Step 9. Compute $P(X\le x)P(Z=n)$.

We know that $$P(Z=n)=e^{-\lambda n}\big(1-e^{-\lambda}\big).$$

We compare the product of the marginals with the joint probability for each range of $x$:

If $x\le 0$, then $P(X\le x)=0$, so $$P(X\le x)P(Z=n)=0.$$

If $0<x<1$, then $$P(X\le x)=\dfrac{1-e^{-\lambda x}}{1-e^{-\lambda}},$$ and therefore $$P(X\le x)P(Z=n) =\dfrac{1-e^{-\lambda x}}{1-e^{-\lambda}} \times e^{-\lambda n}(1-e^{-\lambda}) =e^{-\lambda n}\big(1-e^{-\lambda x}\big).$$

If $x\ge 1$, then $P(X\le x)=1$, so $$P(X\le x)P(Z=n) =P(Z=n) =e^{-\lambda n}\big(1-e^{-\lambda}\big).$$

Step 10. Compare with $P(X\le x,Z=n)$ and conclude.

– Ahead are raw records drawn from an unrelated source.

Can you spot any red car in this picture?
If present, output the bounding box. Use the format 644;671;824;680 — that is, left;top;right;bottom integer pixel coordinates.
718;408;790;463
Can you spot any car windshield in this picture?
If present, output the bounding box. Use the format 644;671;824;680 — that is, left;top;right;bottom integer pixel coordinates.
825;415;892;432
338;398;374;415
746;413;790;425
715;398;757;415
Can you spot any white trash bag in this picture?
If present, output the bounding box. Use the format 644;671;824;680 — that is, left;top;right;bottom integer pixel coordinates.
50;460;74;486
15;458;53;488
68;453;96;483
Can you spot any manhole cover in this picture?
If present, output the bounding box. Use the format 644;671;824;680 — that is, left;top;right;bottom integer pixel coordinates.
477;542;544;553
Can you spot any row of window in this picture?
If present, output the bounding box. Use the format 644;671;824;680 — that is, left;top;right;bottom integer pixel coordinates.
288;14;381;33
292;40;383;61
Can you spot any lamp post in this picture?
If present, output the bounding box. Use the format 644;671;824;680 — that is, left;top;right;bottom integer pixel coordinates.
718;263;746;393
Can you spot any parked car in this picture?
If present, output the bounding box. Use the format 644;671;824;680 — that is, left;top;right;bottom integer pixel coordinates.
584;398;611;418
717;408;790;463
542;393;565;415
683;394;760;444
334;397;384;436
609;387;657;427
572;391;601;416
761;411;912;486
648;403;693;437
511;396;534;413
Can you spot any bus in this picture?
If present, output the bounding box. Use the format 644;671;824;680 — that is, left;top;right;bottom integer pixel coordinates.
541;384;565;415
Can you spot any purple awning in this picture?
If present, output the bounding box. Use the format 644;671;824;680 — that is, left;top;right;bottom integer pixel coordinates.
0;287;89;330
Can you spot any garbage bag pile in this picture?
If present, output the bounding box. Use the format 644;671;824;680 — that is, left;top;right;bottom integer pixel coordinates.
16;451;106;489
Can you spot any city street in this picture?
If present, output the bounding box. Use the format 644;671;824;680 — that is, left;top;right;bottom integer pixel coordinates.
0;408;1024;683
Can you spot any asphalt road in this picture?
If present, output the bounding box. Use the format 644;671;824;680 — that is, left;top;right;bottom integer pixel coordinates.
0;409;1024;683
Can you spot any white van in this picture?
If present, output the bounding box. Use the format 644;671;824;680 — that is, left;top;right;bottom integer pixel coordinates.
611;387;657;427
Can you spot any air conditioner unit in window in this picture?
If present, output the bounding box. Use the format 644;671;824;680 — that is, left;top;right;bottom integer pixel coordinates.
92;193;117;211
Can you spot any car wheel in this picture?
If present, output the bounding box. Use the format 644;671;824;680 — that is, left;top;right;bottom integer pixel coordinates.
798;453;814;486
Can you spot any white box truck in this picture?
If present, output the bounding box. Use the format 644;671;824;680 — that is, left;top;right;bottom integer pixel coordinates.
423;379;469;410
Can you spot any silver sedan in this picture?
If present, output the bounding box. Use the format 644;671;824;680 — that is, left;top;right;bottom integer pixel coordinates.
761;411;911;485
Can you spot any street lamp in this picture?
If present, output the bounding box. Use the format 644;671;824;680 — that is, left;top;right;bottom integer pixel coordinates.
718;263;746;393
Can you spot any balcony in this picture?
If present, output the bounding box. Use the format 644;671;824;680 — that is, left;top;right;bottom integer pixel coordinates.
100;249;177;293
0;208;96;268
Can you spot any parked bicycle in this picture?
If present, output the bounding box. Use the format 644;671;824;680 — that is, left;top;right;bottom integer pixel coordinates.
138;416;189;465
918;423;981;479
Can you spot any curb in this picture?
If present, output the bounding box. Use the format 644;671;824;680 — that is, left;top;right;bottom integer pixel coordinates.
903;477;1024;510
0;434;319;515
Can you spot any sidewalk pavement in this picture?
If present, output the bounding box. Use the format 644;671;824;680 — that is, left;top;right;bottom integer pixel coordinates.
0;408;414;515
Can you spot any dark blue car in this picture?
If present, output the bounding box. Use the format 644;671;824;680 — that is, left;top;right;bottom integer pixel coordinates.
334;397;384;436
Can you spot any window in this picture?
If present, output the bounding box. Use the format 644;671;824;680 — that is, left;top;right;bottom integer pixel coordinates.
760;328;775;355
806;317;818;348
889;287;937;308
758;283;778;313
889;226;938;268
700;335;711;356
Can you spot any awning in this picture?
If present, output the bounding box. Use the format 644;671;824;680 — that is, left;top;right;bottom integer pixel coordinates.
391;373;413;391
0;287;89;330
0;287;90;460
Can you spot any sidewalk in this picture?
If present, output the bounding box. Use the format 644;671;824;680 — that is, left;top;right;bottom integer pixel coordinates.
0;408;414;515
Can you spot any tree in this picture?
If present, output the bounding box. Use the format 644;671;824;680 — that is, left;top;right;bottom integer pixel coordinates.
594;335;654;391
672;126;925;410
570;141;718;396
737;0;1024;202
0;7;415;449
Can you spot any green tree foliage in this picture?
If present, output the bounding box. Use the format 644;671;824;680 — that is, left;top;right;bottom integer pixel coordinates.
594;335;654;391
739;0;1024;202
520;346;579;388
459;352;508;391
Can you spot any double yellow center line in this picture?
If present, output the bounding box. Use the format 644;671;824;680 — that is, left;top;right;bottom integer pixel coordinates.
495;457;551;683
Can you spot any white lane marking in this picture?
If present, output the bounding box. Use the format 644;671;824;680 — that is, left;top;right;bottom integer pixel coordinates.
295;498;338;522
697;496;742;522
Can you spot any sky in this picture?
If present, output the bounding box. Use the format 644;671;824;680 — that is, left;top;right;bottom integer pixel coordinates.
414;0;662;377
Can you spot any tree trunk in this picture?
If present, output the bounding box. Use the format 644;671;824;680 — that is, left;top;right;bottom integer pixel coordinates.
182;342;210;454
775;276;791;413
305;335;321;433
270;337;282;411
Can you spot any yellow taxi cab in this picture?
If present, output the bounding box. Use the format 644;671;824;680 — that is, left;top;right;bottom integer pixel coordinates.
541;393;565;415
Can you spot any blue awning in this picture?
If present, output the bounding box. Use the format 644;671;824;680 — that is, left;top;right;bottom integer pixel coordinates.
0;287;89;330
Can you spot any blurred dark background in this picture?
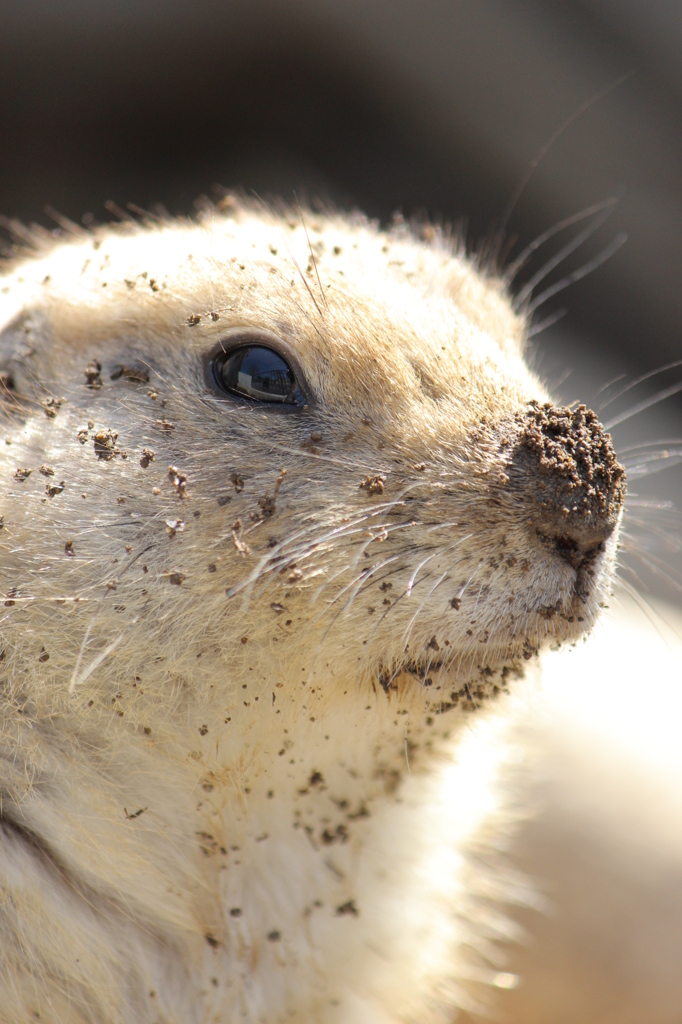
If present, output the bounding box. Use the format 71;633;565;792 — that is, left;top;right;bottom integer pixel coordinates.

From Step 4, $$P(X\le x,Z=n) = \begin{cases} 0,& x\le 0,\\[4pt] e^{-\lambda n}\big(1-e^{-\lambda x}\big),& 0<x<1,\\[4pt] e^{-\lambda n}\big(1-e^{-\lambda}\big),& x\ge 1. \end{cases}$$

Comparing, we see that for every real number $x$ and every non-negative integer $n$, $$P(X\le x,Z=n)=P(X\le x)P(Z=n).$$

Since the joint distribution factors completely into the product of the marginal distributions, we conclude that $$X \text{ and } Z \text{ are independent.}$$

QED.

1. For any real number $x$ and non-negative integer $n$, $$P(X\le x,Z=n) = \begin{cases} 0,& x\le 0,\\[4pt] e^{-\lambda n}\big(1-e^{-\lambda x}\big),& 0<x<1,\\[4pt] e^{-\lambda n}\big(1-e^{-\lambda}\big),& x\ge 1. \end{cases}$$

2. Distribution of $Z$: $$P(Z=n)=\big(1-e^{-\lambda}\big)e^{-\lambda n},\quad n=0,1,2,\dots.$$

3. Distribution of $X$: $$f_{X}(x) = \begin{cases} \dfrac{\lambda e^{-\lambda x}}{1-e^{-\lambda}},& 0<x<1,\\[4pt] 0,& \text{otherwise}. \end{cases}$$

4. $X$ and $Z$ are independent.